Treatment usually begins before confirmation via blood culture with the use of broad
spectrum antibiotics and once blood culture results are received, broad spectrum
antibiotics are swapped for antibiotics specific to the pathogen causing the infection.
Patients may also be given oxygen and fluids intravenously to help maintain blood
pressure. Sometimes surgery may be required to remove sources of infection such
as abscesses. Treatment is often in a hospitals high care unit like the ICU.
While sepsis can be an extremely life threatening disease if left untreated or even if
treatment is prolonged, it can also be prevented altogether by receiving the S.
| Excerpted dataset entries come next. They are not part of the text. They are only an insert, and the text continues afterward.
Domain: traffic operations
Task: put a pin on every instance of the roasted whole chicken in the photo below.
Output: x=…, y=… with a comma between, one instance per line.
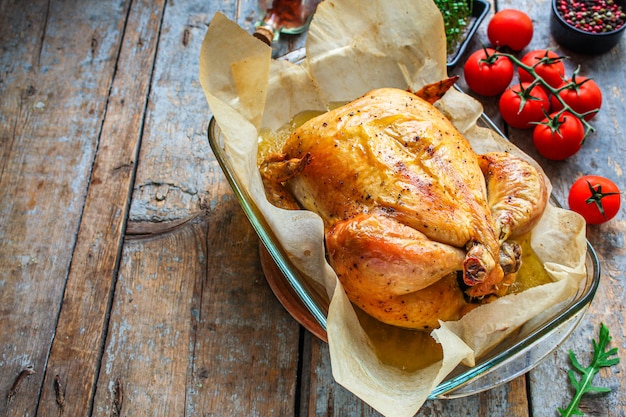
x=417, y=225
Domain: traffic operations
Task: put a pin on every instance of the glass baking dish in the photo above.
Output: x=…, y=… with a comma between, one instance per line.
x=308, y=304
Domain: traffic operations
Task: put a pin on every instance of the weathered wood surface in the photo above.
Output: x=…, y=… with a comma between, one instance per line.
x=130, y=281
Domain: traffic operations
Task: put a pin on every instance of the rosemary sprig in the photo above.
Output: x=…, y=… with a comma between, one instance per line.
x=456, y=16
x=601, y=359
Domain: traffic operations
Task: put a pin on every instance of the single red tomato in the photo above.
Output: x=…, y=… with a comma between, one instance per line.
x=488, y=74
x=595, y=198
x=521, y=106
x=582, y=94
x=547, y=64
x=510, y=27
x=559, y=136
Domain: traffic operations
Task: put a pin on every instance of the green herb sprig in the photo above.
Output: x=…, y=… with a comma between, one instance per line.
x=601, y=359
x=456, y=16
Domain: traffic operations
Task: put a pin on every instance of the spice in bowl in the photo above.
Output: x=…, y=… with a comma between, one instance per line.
x=588, y=26
x=592, y=16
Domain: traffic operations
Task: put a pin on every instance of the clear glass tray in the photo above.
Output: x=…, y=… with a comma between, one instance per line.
x=513, y=357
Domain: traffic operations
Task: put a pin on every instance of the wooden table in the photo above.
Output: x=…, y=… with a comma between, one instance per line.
x=130, y=279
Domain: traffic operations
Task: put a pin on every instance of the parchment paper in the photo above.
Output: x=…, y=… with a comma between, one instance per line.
x=353, y=47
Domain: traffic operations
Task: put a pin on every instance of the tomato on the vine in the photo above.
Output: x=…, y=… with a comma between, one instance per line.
x=521, y=106
x=510, y=27
x=547, y=64
x=595, y=198
x=582, y=94
x=559, y=136
x=488, y=74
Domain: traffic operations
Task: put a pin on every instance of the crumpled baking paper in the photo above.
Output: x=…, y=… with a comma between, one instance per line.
x=353, y=47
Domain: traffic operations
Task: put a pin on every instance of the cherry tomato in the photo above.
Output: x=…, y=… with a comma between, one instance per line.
x=521, y=107
x=551, y=69
x=510, y=27
x=595, y=198
x=559, y=136
x=487, y=74
x=582, y=94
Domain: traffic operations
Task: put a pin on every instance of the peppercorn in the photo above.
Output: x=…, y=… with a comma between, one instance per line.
x=594, y=16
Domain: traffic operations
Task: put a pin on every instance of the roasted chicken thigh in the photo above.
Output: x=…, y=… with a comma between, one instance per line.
x=407, y=205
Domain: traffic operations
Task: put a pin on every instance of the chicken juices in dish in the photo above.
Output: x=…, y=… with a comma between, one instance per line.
x=407, y=205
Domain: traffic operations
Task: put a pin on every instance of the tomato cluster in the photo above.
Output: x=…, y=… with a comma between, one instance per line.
x=556, y=107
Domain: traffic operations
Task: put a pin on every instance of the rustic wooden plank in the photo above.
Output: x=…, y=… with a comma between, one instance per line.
x=244, y=345
x=153, y=321
x=75, y=354
x=246, y=352
x=57, y=63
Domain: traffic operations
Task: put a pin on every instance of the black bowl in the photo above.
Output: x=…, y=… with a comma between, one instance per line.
x=580, y=41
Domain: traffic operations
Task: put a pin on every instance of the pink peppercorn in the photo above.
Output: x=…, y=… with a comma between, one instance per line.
x=595, y=16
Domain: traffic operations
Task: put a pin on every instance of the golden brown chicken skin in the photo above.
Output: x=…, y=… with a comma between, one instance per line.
x=404, y=200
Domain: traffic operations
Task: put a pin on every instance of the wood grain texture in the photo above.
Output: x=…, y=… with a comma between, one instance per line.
x=130, y=278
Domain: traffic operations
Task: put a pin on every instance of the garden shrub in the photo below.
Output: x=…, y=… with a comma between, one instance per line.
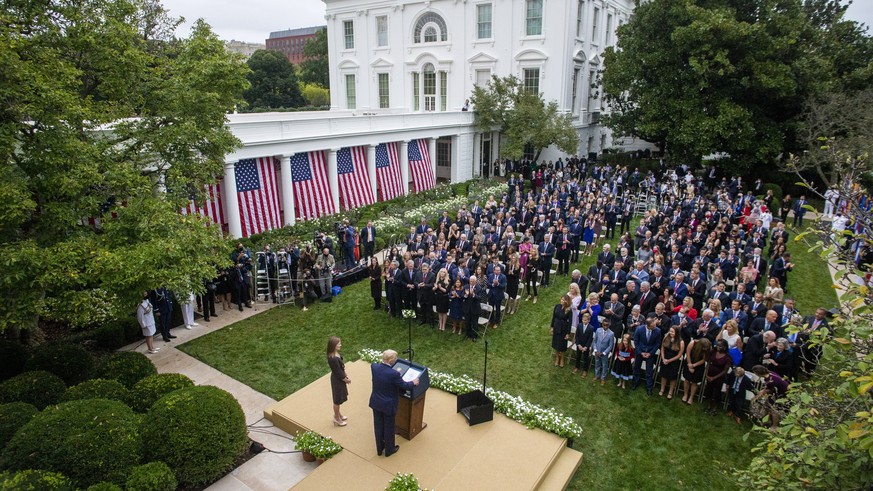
x=39, y=388
x=69, y=361
x=13, y=356
x=35, y=480
x=12, y=417
x=90, y=441
x=153, y=387
x=154, y=476
x=127, y=367
x=98, y=388
x=198, y=432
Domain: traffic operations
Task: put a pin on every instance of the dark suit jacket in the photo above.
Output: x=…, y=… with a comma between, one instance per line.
x=387, y=384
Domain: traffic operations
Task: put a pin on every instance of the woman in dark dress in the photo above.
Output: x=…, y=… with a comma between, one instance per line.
x=339, y=381
x=671, y=355
x=560, y=329
x=375, y=282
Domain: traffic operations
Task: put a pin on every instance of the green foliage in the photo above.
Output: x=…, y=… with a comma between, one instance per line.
x=153, y=387
x=71, y=362
x=12, y=417
x=98, y=389
x=154, y=476
x=127, y=367
x=38, y=388
x=13, y=356
x=198, y=432
x=101, y=105
x=35, y=480
x=273, y=81
x=90, y=441
x=524, y=118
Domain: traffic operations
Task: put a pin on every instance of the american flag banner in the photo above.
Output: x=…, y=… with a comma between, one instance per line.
x=212, y=207
x=354, y=181
x=419, y=166
x=388, y=174
x=256, y=190
x=312, y=197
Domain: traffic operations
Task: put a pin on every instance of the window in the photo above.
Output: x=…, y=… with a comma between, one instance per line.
x=382, y=30
x=483, y=21
x=531, y=80
x=351, y=99
x=534, y=17
x=430, y=28
x=384, y=99
x=580, y=14
x=349, y=33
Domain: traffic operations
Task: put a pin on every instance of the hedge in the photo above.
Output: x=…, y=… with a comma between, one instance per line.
x=127, y=367
x=90, y=441
x=153, y=387
x=39, y=388
x=199, y=432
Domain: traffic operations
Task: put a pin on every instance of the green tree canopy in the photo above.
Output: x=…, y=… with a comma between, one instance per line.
x=273, y=81
x=106, y=118
x=523, y=117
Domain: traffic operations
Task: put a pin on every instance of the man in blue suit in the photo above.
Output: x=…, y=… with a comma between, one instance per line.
x=647, y=341
x=387, y=384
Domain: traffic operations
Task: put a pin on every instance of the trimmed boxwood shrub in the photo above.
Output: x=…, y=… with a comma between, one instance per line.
x=12, y=417
x=98, y=388
x=35, y=480
x=154, y=476
x=127, y=367
x=153, y=387
x=90, y=441
x=13, y=356
x=38, y=388
x=198, y=432
x=68, y=361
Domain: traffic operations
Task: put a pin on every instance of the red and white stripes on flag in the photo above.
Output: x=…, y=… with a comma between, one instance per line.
x=258, y=195
x=212, y=207
x=354, y=181
x=309, y=183
x=419, y=166
x=388, y=176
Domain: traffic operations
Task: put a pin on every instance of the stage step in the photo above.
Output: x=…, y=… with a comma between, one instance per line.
x=562, y=471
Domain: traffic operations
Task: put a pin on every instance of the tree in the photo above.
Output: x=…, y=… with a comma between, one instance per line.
x=730, y=76
x=315, y=68
x=523, y=117
x=273, y=81
x=106, y=119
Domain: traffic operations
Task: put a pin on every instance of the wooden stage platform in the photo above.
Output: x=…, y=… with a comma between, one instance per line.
x=448, y=455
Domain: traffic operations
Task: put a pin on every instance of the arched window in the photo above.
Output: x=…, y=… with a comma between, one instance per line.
x=430, y=28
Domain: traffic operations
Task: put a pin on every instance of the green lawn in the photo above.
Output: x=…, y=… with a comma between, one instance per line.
x=630, y=441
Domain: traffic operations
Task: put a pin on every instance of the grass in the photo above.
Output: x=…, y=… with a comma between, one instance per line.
x=630, y=441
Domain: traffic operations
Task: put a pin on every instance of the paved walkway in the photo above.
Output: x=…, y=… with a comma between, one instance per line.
x=267, y=471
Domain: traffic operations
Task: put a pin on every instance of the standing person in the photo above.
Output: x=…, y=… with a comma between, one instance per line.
x=387, y=384
x=375, y=282
x=339, y=380
x=560, y=329
x=146, y=318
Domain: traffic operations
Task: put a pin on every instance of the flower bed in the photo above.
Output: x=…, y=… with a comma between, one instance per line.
x=527, y=413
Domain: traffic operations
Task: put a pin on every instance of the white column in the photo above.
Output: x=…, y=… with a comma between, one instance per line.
x=333, y=177
x=287, y=191
x=431, y=148
x=371, y=169
x=231, y=201
x=404, y=165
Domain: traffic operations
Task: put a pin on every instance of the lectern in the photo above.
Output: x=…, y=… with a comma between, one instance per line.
x=410, y=411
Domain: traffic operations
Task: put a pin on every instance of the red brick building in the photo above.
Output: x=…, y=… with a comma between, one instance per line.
x=291, y=41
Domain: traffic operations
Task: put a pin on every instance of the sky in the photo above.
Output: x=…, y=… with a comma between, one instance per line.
x=253, y=20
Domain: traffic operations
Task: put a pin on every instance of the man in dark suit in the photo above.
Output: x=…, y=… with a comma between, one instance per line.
x=647, y=340
x=387, y=384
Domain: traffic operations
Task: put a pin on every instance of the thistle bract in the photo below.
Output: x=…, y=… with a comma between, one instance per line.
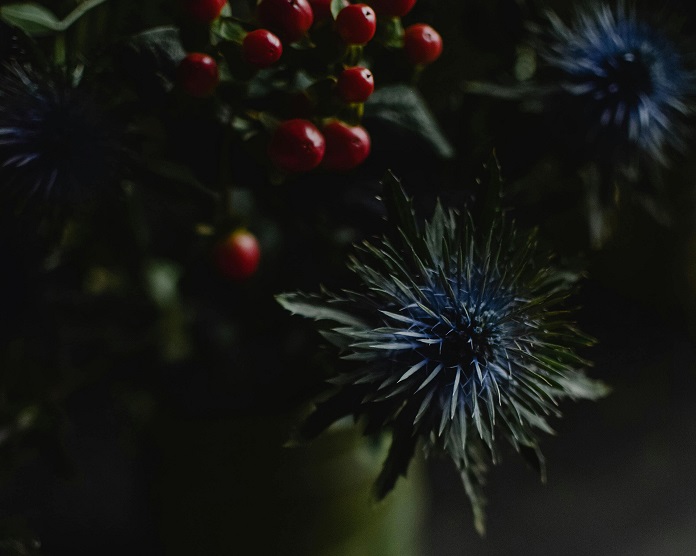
x=55, y=143
x=458, y=338
x=629, y=83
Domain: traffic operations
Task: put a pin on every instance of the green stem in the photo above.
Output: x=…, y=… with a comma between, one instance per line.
x=59, y=50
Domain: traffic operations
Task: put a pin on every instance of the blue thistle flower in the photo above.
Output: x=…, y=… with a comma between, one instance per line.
x=456, y=339
x=55, y=142
x=625, y=80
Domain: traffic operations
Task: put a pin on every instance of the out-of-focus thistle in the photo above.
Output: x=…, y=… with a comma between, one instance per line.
x=624, y=79
x=55, y=143
x=456, y=338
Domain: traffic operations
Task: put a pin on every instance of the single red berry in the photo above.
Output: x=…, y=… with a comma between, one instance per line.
x=205, y=11
x=355, y=84
x=393, y=8
x=289, y=19
x=356, y=24
x=296, y=146
x=261, y=48
x=237, y=255
x=422, y=44
x=346, y=146
x=198, y=75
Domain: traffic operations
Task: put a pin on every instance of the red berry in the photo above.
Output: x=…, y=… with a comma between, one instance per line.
x=289, y=19
x=355, y=84
x=237, y=256
x=205, y=11
x=422, y=44
x=346, y=146
x=356, y=23
x=261, y=48
x=296, y=146
x=393, y=8
x=197, y=74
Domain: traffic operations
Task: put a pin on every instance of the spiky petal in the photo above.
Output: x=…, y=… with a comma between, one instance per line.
x=459, y=339
x=626, y=80
x=55, y=142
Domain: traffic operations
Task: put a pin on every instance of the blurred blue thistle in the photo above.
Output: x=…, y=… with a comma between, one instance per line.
x=455, y=338
x=55, y=142
x=629, y=84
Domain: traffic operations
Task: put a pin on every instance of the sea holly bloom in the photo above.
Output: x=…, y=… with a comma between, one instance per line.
x=625, y=78
x=55, y=142
x=456, y=338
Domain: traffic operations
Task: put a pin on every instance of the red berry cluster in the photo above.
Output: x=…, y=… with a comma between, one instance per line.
x=318, y=125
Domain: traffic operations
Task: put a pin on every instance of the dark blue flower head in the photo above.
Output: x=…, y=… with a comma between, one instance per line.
x=55, y=143
x=625, y=80
x=457, y=338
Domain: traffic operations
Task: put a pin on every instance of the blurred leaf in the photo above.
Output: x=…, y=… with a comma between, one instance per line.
x=227, y=31
x=78, y=12
x=36, y=21
x=402, y=105
x=33, y=19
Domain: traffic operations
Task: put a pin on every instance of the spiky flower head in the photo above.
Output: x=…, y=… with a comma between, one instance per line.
x=626, y=80
x=457, y=338
x=55, y=142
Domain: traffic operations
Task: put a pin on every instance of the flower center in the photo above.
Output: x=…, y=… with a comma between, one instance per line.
x=627, y=76
x=469, y=342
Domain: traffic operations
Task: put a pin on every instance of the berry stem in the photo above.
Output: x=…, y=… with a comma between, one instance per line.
x=59, y=50
x=353, y=54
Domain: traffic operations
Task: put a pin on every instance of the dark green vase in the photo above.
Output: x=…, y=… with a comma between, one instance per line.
x=230, y=487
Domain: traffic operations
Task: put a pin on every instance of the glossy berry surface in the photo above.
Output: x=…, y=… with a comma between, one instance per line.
x=197, y=74
x=393, y=8
x=422, y=44
x=289, y=19
x=346, y=146
x=261, y=48
x=355, y=84
x=237, y=256
x=205, y=11
x=296, y=146
x=356, y=24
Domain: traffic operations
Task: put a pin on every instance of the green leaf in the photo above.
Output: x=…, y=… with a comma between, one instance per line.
x=36, y=21
x=337, y=6
x=315, y=307
x=33, y=19
x=227, y=30
x=403, y=106
x=392, y=33
x=400, y=208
pneumoniae and Haemophilus influenza B vaccines, cleaning wounds and receiving
appropriate treatment for infections as well as taking preventative antibiotics when in
close contact with septicaemia patients.
Elderly people, patients with co-morbidities like cancer and diabetes as well as
patients that are immune-suppressed have the greatest risk of contracting sepsis.
With advances in medical science, sepsis still remains a deadly disease mainly due
to drug resistant microbes and delay in diagnosis and treatment.
PATHOPYSIOLOGY OF SEPSIS
When host tissue is injured or infected, the host’s initial response is to localize and
control the pathogenic invasion and initiate tissue repair. While this task may seem
simple enough, the actual process consists of a number of complex pathways that
work in unison to bring about equilibrium or homeostasis by eliminating invading
pathogens without causing damage to its own tissues, organs or other systems.
Sepsis occurs when the host’s inflammatory response extends to involve healthy
tissue, usually remote from the initial site of invasion or infection.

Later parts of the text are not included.